John King, RHP, TEX

Jumping all the way from High-A to the majors in this shortened season, let’s see how John King got to the Rangers.

Video courtesy of Baseball America
  • Born: September 14, 1994
  • B/T: Left/Left
  • 6’2″, 215-lbs
  • Drafted by the Texas Rangers in the 2017 MLB June Amateur Draft from University of Houston

The Numbers

His raw numbers are listed above courtesy of baseball-reference.com. Let’s aggregate by year then focus on the important numbers for minor leaguers:

A starter in the minors, King really stepped up in 2019. His strikeout rate jumped big time, while his already low walk rate went even lower, and the result was a WHIP showing pitcher dominance instead of hitter dominance in 2018.

He was good against everyone, but he was very, very tough against lefties.

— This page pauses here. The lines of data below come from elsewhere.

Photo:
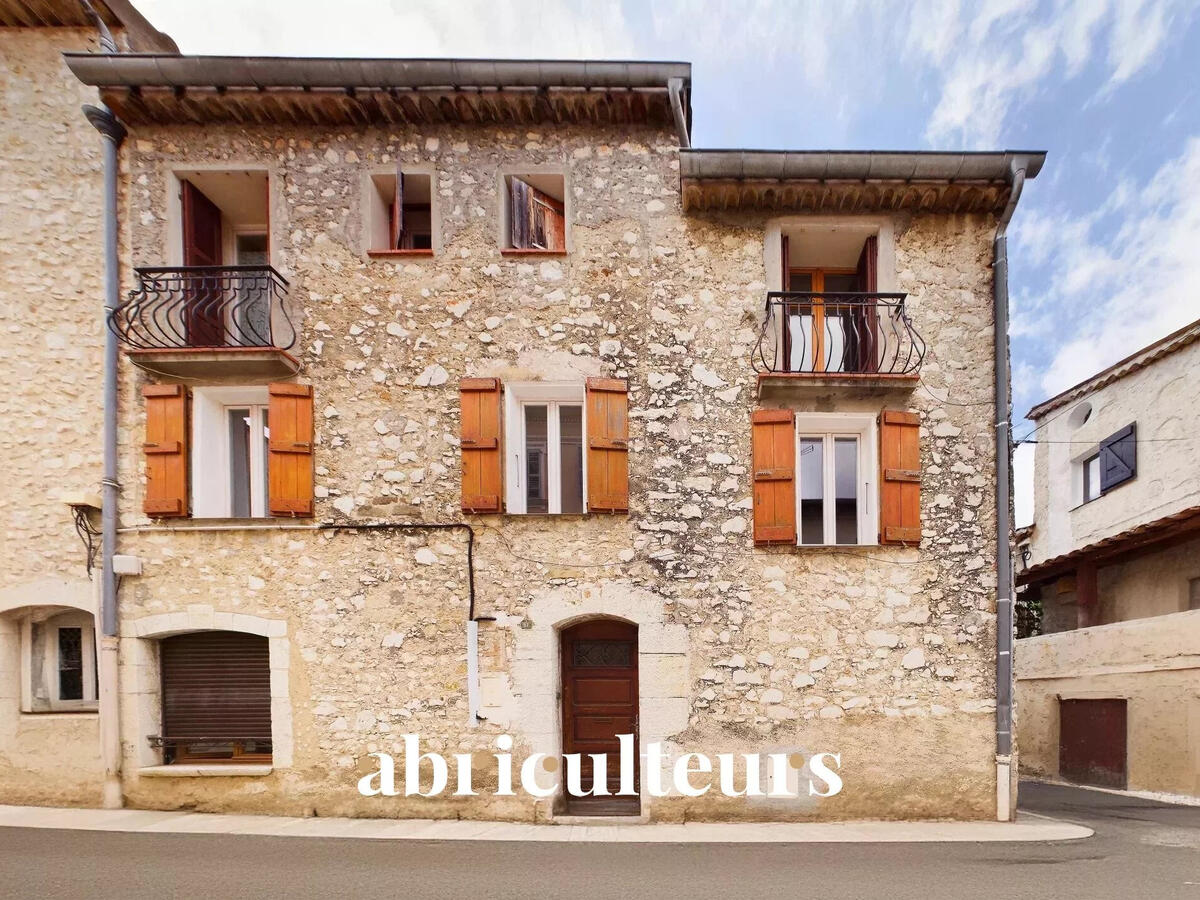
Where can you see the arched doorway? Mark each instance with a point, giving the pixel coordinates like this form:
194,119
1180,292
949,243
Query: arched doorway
600,701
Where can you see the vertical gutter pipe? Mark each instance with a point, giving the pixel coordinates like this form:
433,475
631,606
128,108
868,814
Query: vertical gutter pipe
1005,799
113,133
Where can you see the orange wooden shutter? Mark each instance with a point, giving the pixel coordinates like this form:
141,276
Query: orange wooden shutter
289,457
479,401
166,450
773,448
899,478
607,445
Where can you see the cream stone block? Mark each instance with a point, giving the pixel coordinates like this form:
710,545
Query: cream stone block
663,717
663,639
663,675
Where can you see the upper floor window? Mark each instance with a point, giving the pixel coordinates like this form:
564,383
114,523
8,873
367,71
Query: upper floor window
545,436
400,215
535,213
834,460
815,480
1091,467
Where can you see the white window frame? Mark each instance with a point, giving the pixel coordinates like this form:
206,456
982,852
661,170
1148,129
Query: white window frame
516,397
1078,478
211,453
48,677
843,425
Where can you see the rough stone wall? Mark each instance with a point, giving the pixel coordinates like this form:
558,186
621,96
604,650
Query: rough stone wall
883,654
51,346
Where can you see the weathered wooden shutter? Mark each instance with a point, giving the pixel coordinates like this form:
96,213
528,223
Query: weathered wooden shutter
1119,457
607,445
479,401
899,478
519,214
216,685
289,459
166,450
773,456
397,211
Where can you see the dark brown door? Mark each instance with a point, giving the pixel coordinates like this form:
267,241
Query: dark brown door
1092,742
202,246
599,703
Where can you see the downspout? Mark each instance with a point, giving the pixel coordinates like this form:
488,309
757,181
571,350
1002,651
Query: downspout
675,88
1005,799
108,675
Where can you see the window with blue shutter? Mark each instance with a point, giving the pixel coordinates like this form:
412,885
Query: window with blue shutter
1119,457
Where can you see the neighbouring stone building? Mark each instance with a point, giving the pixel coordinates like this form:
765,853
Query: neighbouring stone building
1109,685
457,399
51,342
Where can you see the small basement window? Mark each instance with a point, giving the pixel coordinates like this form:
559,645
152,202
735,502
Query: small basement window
60,653
535,214
216,697
401,214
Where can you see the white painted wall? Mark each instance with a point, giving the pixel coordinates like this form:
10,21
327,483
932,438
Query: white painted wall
1164,401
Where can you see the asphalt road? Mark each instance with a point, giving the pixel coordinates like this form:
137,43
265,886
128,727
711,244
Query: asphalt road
1141,851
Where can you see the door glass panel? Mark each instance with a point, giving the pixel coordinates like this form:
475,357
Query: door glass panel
845,475
603,653
570,439
537,449
239,462
70,664
264,489
811,491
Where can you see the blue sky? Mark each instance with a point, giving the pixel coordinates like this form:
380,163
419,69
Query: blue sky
1103,252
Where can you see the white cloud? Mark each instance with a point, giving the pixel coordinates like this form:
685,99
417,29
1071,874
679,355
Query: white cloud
1005,52
535,29
1122,276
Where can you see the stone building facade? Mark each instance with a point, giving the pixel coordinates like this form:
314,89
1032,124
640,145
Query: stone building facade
51,342
882,653
1108,682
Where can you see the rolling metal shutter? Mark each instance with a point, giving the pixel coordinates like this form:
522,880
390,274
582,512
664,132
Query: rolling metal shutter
216,687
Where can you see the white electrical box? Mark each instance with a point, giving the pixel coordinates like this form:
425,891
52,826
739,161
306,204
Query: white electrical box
126,565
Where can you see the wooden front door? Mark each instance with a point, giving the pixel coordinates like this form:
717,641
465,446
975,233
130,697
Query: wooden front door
600,702
204,310
1092,742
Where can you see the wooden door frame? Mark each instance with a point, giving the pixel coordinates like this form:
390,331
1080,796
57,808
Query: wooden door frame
619,630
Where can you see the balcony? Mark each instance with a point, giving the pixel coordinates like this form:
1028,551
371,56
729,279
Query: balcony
205,321
826,340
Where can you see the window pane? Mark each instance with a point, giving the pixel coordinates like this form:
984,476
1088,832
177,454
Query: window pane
1091,479
239,462
264,489
570,441
845,475
811,491
70,664
537,449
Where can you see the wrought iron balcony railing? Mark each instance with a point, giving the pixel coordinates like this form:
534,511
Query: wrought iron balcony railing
205,306
835,334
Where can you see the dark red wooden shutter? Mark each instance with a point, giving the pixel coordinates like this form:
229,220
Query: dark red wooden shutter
216,685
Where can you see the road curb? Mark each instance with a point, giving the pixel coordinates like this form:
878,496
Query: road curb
1027,828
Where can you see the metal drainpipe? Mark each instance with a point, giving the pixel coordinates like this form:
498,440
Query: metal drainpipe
113,133
1003,523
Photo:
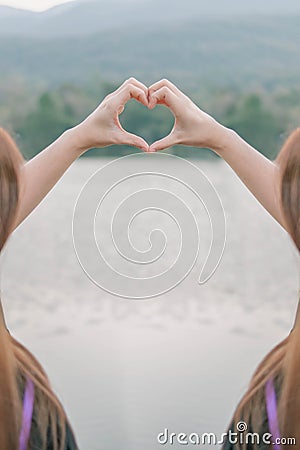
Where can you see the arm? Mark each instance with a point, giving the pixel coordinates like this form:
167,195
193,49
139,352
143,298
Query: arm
194,127
100,129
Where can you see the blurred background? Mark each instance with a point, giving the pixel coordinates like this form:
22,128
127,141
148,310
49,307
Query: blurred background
126,370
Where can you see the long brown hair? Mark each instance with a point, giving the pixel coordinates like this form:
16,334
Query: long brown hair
283,362
16,362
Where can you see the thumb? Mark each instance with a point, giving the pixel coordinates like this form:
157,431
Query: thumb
134,140
164,143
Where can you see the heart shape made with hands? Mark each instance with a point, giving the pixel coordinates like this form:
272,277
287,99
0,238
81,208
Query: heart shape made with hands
150,124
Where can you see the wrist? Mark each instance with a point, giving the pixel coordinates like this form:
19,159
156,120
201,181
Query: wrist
225,139
74,137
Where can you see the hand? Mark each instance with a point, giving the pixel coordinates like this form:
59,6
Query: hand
103,128
192,126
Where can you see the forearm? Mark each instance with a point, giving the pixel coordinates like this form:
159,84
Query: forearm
259,174
40,174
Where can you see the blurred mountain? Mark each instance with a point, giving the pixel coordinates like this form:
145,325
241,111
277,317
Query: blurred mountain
83,17
213,51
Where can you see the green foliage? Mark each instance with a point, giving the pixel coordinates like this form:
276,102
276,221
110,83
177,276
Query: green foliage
259,116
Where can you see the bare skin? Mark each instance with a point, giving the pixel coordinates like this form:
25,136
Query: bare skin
194,127
102,128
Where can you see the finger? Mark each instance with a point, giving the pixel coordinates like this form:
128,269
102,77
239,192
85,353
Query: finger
131,81
165,96
164,83
133,140
164,143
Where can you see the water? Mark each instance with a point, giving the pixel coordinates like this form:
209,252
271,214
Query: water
126,370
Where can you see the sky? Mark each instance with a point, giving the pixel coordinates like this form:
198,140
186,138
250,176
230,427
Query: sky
34,5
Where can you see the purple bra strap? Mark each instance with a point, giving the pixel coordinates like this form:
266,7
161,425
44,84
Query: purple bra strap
27,414
271,403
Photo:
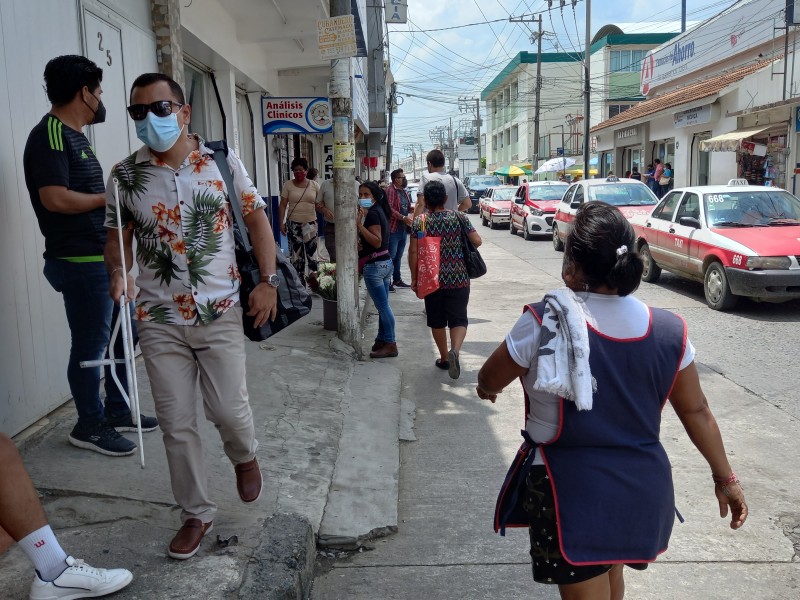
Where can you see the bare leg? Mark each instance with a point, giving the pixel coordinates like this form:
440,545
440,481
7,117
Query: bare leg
457,335
20,510
596,588
617,577
440,337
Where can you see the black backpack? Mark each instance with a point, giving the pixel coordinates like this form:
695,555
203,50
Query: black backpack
294,301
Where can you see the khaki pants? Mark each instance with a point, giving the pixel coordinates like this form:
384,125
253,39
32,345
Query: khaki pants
175,355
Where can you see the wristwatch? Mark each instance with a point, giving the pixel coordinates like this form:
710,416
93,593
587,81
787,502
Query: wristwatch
270,280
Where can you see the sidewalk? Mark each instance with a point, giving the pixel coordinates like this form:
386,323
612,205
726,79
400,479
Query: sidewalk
327,425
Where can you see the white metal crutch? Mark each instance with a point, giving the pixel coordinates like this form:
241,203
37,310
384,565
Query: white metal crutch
131,395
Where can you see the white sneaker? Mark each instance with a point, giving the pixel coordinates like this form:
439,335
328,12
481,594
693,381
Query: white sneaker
80,581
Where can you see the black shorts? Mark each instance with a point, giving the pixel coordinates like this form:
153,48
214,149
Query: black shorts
447,308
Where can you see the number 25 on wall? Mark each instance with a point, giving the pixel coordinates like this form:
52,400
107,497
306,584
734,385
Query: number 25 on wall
100,47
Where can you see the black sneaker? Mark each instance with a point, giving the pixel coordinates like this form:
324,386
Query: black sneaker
125,423
102,439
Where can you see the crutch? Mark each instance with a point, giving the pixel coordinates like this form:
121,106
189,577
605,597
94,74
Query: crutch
131,395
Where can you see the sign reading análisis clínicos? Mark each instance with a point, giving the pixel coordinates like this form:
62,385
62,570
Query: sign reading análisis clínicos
295,115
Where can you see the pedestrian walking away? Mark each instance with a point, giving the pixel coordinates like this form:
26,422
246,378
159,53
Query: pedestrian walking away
67,190
447,306
298,218
374,261
190,324
398,223
457,196
22,520
592,481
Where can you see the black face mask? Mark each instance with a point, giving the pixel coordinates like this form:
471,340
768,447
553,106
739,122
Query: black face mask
99,112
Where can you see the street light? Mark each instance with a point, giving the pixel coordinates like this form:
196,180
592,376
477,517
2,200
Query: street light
563,149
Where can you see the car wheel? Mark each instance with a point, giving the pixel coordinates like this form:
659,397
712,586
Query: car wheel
526,233
718,292
558,245
651,271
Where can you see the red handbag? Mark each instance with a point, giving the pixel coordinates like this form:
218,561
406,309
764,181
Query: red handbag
428,260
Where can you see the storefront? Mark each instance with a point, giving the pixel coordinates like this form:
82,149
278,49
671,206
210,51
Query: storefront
761,153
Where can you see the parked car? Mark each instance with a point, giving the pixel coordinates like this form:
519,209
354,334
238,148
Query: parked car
476,186
630,196
534,207
737,239
495,205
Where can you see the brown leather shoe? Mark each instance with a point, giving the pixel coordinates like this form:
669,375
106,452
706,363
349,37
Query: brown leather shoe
388,351
248,481
186,542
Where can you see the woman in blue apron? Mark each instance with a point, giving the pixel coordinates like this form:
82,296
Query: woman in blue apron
592,481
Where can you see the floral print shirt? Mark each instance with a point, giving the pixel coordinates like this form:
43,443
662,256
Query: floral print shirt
182,224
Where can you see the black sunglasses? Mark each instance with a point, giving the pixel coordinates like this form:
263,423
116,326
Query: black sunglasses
160,108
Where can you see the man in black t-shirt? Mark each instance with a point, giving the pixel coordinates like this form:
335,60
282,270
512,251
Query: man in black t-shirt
67,190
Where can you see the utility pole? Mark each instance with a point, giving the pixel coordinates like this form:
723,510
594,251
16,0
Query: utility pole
391,104
538,87
345,203
586,89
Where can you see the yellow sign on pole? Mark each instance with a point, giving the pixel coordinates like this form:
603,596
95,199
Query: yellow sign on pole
337,37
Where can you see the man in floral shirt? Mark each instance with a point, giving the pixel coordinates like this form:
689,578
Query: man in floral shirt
173,200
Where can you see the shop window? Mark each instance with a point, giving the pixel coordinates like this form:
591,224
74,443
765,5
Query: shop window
196,96
615,109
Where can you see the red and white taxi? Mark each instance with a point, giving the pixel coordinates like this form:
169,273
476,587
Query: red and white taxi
737,239
630,196
534,207
495,205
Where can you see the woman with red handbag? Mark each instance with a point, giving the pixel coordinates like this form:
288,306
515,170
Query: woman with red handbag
446,306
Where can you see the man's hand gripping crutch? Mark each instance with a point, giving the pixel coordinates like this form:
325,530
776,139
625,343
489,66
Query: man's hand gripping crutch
124,297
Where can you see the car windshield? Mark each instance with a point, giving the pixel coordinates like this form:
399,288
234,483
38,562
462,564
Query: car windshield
546,192
746,208
504,194
484,181
622,194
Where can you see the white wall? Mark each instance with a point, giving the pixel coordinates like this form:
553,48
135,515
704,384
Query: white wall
34,337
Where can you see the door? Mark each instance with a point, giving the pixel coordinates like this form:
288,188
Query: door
104,47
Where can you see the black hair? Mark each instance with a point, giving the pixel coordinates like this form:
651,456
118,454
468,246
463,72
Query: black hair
65,76
146,79
436,158
435,194
300,162
379,195
595,247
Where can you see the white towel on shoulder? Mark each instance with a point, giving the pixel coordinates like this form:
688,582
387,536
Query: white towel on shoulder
563,356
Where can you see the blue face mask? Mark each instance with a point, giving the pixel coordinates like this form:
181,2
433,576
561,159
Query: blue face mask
159,133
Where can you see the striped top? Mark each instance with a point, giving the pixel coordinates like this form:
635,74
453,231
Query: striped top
57,155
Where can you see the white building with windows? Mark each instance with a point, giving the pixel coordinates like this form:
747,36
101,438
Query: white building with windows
228,54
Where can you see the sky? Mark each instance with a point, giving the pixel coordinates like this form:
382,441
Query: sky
439,56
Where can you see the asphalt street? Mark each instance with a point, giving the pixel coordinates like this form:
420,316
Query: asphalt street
451,472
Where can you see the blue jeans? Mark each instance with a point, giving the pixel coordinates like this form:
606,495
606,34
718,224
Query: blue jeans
397,245
90,315
377,277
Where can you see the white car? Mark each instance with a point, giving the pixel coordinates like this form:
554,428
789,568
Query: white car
737,239
495,205
630,196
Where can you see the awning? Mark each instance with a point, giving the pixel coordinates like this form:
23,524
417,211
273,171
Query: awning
729,142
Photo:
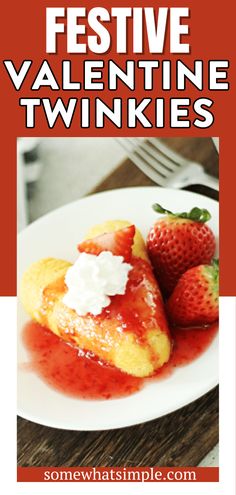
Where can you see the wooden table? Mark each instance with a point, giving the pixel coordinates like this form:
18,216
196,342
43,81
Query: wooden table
182,438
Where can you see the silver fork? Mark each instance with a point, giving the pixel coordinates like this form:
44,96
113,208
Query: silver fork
164,166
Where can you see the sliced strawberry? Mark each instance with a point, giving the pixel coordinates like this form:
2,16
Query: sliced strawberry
119,243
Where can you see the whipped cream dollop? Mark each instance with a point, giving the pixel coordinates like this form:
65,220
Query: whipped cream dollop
92,279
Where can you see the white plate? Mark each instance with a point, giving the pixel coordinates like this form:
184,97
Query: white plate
57,234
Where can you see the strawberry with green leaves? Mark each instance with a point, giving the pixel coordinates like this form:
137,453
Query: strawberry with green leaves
194,300
177,242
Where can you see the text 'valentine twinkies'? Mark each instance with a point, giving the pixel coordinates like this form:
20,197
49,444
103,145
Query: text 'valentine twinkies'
120,66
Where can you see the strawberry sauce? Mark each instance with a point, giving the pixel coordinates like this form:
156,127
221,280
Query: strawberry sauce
80,374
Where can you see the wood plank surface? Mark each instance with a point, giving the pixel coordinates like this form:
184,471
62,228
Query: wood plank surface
181,438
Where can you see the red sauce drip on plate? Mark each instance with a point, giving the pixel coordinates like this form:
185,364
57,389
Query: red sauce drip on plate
80,374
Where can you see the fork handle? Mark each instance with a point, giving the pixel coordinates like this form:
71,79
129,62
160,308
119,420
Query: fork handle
208,180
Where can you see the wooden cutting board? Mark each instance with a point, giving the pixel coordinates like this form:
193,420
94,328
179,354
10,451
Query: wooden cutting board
181,438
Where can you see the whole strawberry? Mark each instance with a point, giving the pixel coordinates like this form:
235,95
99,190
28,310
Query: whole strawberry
194,300
178,242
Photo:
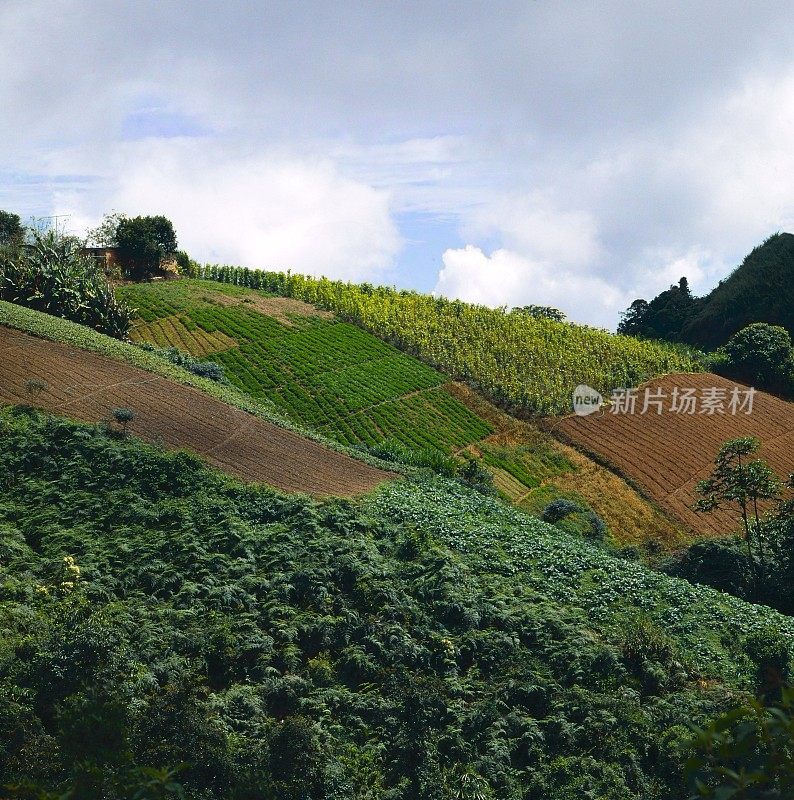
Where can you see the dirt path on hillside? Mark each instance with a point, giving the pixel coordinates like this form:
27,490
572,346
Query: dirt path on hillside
667,454
87,386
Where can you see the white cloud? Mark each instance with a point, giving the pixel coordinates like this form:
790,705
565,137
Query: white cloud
269,210
508,278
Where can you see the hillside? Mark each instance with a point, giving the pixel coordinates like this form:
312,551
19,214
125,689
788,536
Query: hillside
333,377
761,289
667,454
88,385
517,360
423,643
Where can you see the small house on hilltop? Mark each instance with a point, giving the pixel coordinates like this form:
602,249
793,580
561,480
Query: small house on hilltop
106,257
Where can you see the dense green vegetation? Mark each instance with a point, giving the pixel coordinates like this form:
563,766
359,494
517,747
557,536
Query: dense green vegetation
761,289
323,373
760,566
50,274
518,360
427,643
761,355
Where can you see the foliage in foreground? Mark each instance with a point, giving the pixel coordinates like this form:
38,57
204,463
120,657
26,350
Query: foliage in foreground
51,275
748,753
516,359
760,355
431,643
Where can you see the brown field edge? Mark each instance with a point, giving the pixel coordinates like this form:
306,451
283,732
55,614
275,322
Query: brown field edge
87,386
665,455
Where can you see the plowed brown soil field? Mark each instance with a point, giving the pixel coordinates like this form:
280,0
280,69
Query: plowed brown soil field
87,386
667,454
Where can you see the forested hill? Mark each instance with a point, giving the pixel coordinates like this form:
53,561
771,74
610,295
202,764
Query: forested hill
761,289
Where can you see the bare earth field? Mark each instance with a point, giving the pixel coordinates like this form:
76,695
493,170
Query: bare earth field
87,386
667,454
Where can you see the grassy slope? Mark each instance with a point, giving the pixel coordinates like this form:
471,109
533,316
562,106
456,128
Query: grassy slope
425,640
323,373
346,384
515,359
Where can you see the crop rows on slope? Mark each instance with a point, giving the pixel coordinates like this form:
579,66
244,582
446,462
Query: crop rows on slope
88,386
330,375
516,359
667,454
276,647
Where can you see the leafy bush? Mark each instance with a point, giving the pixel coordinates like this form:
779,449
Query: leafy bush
187,267
51,275
761,355
746,753
562,508
12,231
768,649
204,369
721,563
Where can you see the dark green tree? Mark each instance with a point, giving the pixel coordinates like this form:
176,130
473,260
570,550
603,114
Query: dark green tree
11,230
738,480
144,243
746,754
662,318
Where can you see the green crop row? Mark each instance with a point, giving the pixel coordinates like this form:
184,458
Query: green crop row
327,374
516,359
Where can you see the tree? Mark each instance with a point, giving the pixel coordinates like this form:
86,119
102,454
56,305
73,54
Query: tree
144,243
541,312
662,318
11,230
761,355
52,275
739,480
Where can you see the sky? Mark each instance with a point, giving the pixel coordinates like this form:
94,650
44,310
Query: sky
573,154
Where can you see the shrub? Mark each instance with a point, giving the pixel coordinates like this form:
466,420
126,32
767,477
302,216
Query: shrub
124,416
186,266
761,355
559,509
769,651
474,474
144,242
720,563
204,369
11,230
51,275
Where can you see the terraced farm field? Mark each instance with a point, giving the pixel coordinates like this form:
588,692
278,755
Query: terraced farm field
667,454
321,372
351,386
87,386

King may have four pitches, but he pitches as if he has only three. He really goes sinker/changeup almost all of the time, and that could work nicely in the pen.

He might want to throw that slider more often since it has more spin and it gets the whiffs.

That chart is not as scary as it might look. In High-A, King started out at a very high level, and maintained it through much of the year, only to tire at the end as might be expected. He still had a good K-BB% ratio even then.

Here’s the warning flag: King has a nice low-to-mid 90s fastball, and it’s a good one. But his slider, changeup and curve are not yet where they need to be. If he can develop a couple of those pitches, he could become a back-of-the-rotation starter in the majors.

The Scouts

Warnings

He is 25 and has never pitched even at Double-A.

He needs at least one more pitch to develop.

Conclusion

King had a terrific 2019, and in a perfect world he would be spending 2020 at Double-A developing his secondary pitches. Since we don’t have that perfect world, he is in the Rangers’ bullpen facing major leaguers before he is ready to do so. The results will likely show that for now.